Speaking directly after an online conversation with Mr Snowden, currently in asylum limbo in Russia, Glenn Greenwald said Venezuela was the most likely country that had offered Mr Snowden asylum that could guarantee his safety.
Nicaragua and Bolivia have also offered Mr Snowden asylum but Greenwald, who writes for the Guardian, said Venezuela was the most likely “to get him safely from Moscow to Latin America and to protect him once he’s there.”
‘More leverage’
Mr Greenwald said: “They’re a bigger country, a stronger country and a richer country with more leverage in international affairs.”
Mr Snowden is currently prevented from progressing further into Russia than the boundaries of the Moscow international airport.
His dilemma is how to get to any of the countries that have offered him asylum, especially in light of the recent grounding of Bolivian president Evo Morales’s plane in Vienna.

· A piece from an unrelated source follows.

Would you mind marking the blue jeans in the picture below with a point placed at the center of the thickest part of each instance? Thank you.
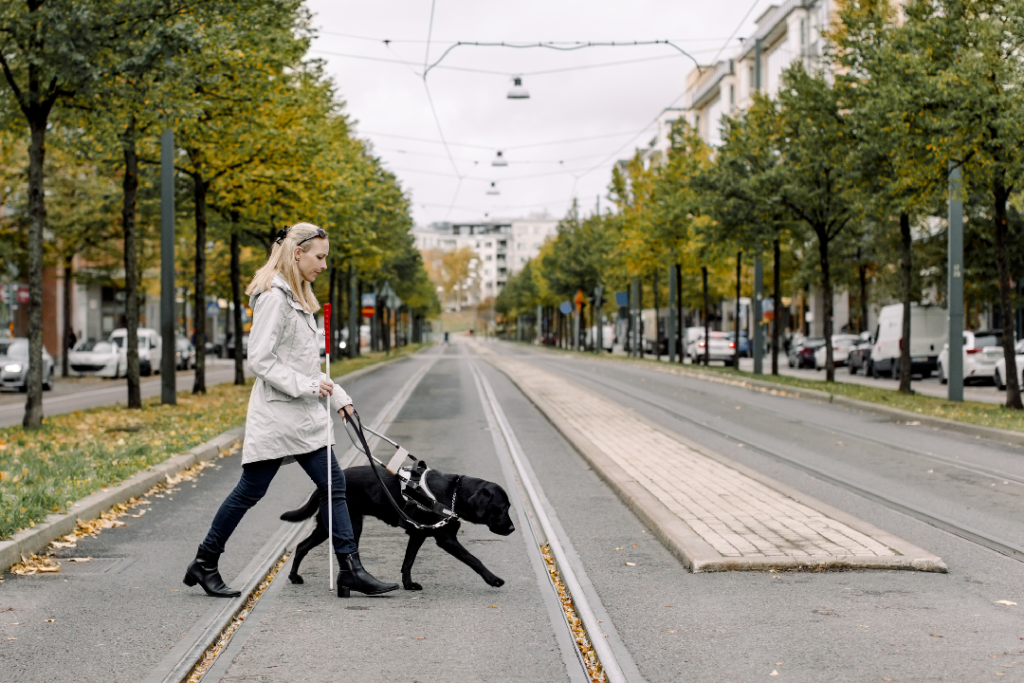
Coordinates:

The US, which Mr Greenwald labelled “the rogue, lawless empire that has proven itself willing to engage in rogue behavior to prevent him physically from getting there”, has been putting pressure on countries to prevent Mr Snowden travelling through their air space.
Wikileaks, the “whistle-blowing website”, has been giving legal advice to Mr Snowden. It said on Tuesday that there could be new developments in his case as soon as Wednesday. However, Mr Greenwald warned that a resolution to the situation could still take “hours or days or weeks”.